He formerly lived in Brooklyn, but was stationed in 2010 in Twentynine Palms, Calif., a Marines spokesman said. Tyler had never served overseas, but received two medals -- a Global War on Terrorism Service Medal, and a National Defense Service Medal.

He may have had a history of depression or mental illness, a law enforcement source said. 

Shanteya Dyson said he would often call her from California to check on her young daughter. Tyler, a rifleman, frequently talked about which guns he was shooting.

"He was like, 'I'm learning to shoot guns.' He was a rifleman, so he knew everything about guns," she said.

His uncle said the family had no idea Tyler had weapons.
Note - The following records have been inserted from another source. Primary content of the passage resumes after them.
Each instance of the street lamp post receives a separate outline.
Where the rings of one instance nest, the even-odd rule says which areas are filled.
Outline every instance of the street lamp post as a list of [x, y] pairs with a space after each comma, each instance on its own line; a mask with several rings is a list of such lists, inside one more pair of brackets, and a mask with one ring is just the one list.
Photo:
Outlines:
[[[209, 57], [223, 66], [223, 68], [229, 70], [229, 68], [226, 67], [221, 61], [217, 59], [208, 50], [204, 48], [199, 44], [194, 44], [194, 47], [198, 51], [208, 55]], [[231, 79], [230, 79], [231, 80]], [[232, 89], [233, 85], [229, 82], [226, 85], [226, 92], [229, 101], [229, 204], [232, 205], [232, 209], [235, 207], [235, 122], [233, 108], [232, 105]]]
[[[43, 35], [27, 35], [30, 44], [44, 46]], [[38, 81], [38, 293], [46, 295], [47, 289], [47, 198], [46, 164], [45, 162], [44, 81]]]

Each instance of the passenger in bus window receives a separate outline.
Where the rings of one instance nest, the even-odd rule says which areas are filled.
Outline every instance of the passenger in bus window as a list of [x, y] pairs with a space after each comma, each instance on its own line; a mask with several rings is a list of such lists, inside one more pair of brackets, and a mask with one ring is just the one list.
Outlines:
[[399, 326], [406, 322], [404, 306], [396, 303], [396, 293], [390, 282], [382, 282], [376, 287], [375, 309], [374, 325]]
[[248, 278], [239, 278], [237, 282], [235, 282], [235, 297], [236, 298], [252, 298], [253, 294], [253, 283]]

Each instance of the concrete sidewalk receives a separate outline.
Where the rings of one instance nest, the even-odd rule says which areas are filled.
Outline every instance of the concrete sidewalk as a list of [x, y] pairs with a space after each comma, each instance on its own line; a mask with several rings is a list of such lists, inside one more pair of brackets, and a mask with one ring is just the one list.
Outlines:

On a Facebook page belonging to a Terence Tyler with the same Marines service dates as the shooter was a note reading, "Be optimistic -- All the people you hate are going to eventually die." According to that Facebook page, he graduated in 2007 from George Westinghouse Career and Technical Education High School in Brooklyn, and his activities and interests were listed as "sports and hitting the gym."

He wrote on his Twitter account in October 2009, "I'm starting to see why plp go on killin sprees," he wrote in October 2009, using the handle @Tylerbkstyle. And these (obscenity) are reeeeeeally pushin my kill everyone I see button."

After he was discharged in 2010, Dyson said Tyler attended college in San Diego before moving back to Brooklyn, and then to New Jersey.